In my applied sciences field, industry is lagging behind some 20 years. And we ourselves are perhaps a century late to some theoretical advances (I can think of one off the top of my head). At the lowest level, there is resistance to change in that ideas take much longer to be carried to a working prototype, than it takes to have them. Hence, someone who constantly hops to new ideas is guaranteed not to make any progress. By necessity, some stubbornness is selected for. Once things are fleshed out (a multi year endeavour), you still have to convince the broader community (same sub field but not direct collaborators) that your idea has merits surpassing theirs, which is a problem best solved one retirement, and one past mentee hire, at a time.

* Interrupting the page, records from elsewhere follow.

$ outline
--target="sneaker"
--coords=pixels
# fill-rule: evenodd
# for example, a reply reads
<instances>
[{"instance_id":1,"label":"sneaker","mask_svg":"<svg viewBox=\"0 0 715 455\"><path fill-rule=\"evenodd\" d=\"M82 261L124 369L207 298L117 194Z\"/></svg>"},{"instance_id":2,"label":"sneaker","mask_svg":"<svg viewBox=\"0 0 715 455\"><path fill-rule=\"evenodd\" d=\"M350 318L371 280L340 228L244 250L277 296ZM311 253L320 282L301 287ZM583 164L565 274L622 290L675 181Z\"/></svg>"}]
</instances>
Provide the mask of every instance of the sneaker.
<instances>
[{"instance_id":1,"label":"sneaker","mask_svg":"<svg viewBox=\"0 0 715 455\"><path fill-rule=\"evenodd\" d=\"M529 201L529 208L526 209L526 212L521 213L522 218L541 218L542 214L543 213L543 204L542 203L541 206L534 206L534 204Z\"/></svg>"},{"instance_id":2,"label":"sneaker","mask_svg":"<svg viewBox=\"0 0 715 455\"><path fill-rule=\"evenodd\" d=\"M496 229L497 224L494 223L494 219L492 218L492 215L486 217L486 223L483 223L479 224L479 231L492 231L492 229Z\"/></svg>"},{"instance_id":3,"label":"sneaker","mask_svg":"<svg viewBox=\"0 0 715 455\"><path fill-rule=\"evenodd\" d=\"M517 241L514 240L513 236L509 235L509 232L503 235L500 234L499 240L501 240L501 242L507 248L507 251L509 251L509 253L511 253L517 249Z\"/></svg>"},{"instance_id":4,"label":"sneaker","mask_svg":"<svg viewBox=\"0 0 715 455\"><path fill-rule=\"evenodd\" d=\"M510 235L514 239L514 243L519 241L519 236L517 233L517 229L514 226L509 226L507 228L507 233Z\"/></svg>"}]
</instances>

And ultimately convince industrial actors that they should dump millions industrializing these novel methods, when none of their competitors have been doing it (hence it is urgent to wait), the viability (robustness, scalability) of the idea remains to be seen, and the benefits weighed against the risk their practitioner user base won't be able to understand the full scope of the progress and see the need to invest time in learning new things and devising new processes (all of which takes time, money, and makes you dependent on this pioneering supplier). And, lastly, there are three other approaches claiming to be better alternatives.
I don't see a way around this pipeline, and more powerful tools can indeed accelerate some of the stages, but there will remain incompressible delays. Ideas need time to be diffused and understood, all the more if they were advancing at a rapid pace enabled by powerful AIs.
A thing people miss is that there are many different right ways to solve a problem. A legacy system might need the compatibility or it might be a greenfield. If you leave a technical requirement out of the prompt you are letting the LLM decide. Maybe that will agree with your nuanced view of things, but maybe not.
We're not yet at a point where LLM coders will learn all your idiosyncrasies automatically, but those feedback loops are well within our technical ability. LLM's are roughly a knowledgeable but naïve junior dev; you must train them!
Hint: add that requirement to your system/app prompt and be done with it.
A big challenge is that programmers all have unique ever changing personal style and vision that they've never had to communicate before. As well they generally "bikeshed" and add undefined unrequested requirements, because you know someday we might need to support 10000x more users than we have. This is all well and good when the programmer implements something themselves but falls apart when it must be communicated to an LLM. Most projects/systems/orgs don't have the necessary level of detail in their documentation, documentation is fragmented across git/jira/confluence/etc/etc/etc., and it's a hodge podge of technologies without a semblance of consistency.
I think we'll find that over the next few years the first really big win will be AI tearing down the mountain of tech & documentation debt. Bringing efficiency to corporate knowledge is likely a key element to AI working within them.
Efficiency to corporate knowledge? Absolutely not, no way. My coworkers are beginning to use AI to write PR descriptions and git commits.
I notice, because the amount of text has been increased tenfold while the amount of information has stayed exactly the same.
This is a torrent of shit coming down on us, that we are all going to have to deal with it. The vibe coders will be gleefully putting up PRs with 12 paragraphs of "descriptive" text. Thanks no thanks!